Il a résisté pendant vingt longs jours
Et sa mère était à côté de lui.
Il a résisté, Florentin Prunier
Car sa mère ne veut pas qu’il meure.
Dès qu’elle a connu qu’il était blessé,
Elle est venue du fond de la vieille province
Elle a traversé le pays tonnant
Où l’immense armée grouille dans la boue
Son visage est dur, sous la coiffe raide ;
Elle n’a peur de rien ni de personne
Elle emporte un panier, avec douze pommes
Et du beurre frais dans un petit pot.

Toute la journée elle reste assise
Près de la couchette où meurt Florentin.
Elle arrive à l’heure où l’on fait du feu
Et reste jusqu’à l’heure où Florentin délire.
Elle sort un peu quand on dit « Sortez ! »
Et qu’on va panser la pauvre poitrine.
Elle resterait s’ il fallait rester :
Elle est femme à voir la plaie de son fils.
Ne lui faut-il pas entendre les cris,

Pendant qu’elle attend, les souliers dans l’eau ?
Elle est près du lit comme un chien de garde,
On ne la voit plus ni manger ni boire.
Florentin non plus ne sait plus manger :
Le beurre a jauni dans son petit pot.
Ses mains tourmentées comme des racines
Etreignent la main maigre de son fils.
Elle contemple avec obstination
Le visage blanc où la sueur ruisselle
Elle voit le cou, tout tendu de cordes,
Où l’air, en passant, fait un bruit mouillé
Elle voit tout çà de son œil ardent
Sec et dur, comme la cassure d’un silex.
Elle regarde et ne se plaint jamais !
C’est sa façon, comme çà, d’être mère.
Il dit : « Voilà la toux qui prend mes forces ».
Elle répond : « Tu sais que je suis là ! »
Il dit : « J’ai idée que je vas passer ».
Mais elle : « Non ! Je ne veux pas, mon garçon ! »
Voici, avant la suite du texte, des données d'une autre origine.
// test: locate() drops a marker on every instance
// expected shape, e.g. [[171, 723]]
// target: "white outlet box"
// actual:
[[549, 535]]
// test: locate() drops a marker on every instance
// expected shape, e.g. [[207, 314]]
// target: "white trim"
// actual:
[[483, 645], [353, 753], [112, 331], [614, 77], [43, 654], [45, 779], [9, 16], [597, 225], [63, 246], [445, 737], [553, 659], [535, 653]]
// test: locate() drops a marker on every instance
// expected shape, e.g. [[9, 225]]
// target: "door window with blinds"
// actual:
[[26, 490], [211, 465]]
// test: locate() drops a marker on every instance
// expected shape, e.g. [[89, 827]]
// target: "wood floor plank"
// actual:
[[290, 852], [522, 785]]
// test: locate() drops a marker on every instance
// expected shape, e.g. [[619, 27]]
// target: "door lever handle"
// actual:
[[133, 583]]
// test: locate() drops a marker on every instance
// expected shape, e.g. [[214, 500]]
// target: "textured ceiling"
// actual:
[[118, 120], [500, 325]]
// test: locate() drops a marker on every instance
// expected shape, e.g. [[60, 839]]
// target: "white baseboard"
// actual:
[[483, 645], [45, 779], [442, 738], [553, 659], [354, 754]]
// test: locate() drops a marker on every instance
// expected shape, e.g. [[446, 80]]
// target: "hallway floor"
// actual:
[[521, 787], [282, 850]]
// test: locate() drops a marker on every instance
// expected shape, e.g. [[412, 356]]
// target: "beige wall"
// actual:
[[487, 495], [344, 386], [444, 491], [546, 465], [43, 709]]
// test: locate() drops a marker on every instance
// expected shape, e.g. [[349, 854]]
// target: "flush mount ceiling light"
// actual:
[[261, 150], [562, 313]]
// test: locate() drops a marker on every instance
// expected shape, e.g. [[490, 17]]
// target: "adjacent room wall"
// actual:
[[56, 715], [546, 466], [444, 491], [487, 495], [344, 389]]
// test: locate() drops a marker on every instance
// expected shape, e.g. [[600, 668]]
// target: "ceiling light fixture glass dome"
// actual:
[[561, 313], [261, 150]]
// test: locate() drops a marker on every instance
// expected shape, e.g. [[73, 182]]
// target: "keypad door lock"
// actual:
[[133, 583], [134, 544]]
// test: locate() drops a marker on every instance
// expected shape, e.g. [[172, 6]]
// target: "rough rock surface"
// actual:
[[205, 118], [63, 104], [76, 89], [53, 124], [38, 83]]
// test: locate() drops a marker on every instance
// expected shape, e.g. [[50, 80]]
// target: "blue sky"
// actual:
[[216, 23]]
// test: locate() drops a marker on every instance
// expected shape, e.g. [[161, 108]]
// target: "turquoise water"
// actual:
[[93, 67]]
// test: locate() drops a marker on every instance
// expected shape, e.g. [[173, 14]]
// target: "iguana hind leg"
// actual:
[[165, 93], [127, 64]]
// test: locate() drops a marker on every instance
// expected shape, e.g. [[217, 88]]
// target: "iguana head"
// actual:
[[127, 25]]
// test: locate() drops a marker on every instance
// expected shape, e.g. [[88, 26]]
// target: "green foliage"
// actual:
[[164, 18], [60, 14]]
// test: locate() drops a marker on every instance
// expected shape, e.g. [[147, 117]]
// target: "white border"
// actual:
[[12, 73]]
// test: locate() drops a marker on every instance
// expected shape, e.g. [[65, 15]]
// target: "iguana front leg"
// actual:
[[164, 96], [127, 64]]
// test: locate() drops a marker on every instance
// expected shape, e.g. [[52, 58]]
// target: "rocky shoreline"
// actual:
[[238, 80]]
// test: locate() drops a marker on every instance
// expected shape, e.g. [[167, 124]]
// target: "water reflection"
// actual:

Il a résisté pendant vingt longs jours,
Et sa mère était à côté de lui,
Comme un vieux nageur qui va dans la mer
En soutenant sur l’eau son faible enfant.
Or, un matin, comme elle était bien lasse
De ses vingt nuits passées on ne sait où,
Elle a laissé aller un peu sa tête,
Elle a dormi un tout petit moment ;
Et Florentin Prunier est mort bien vite
Et sans bruit, pour ne pas la réveiller.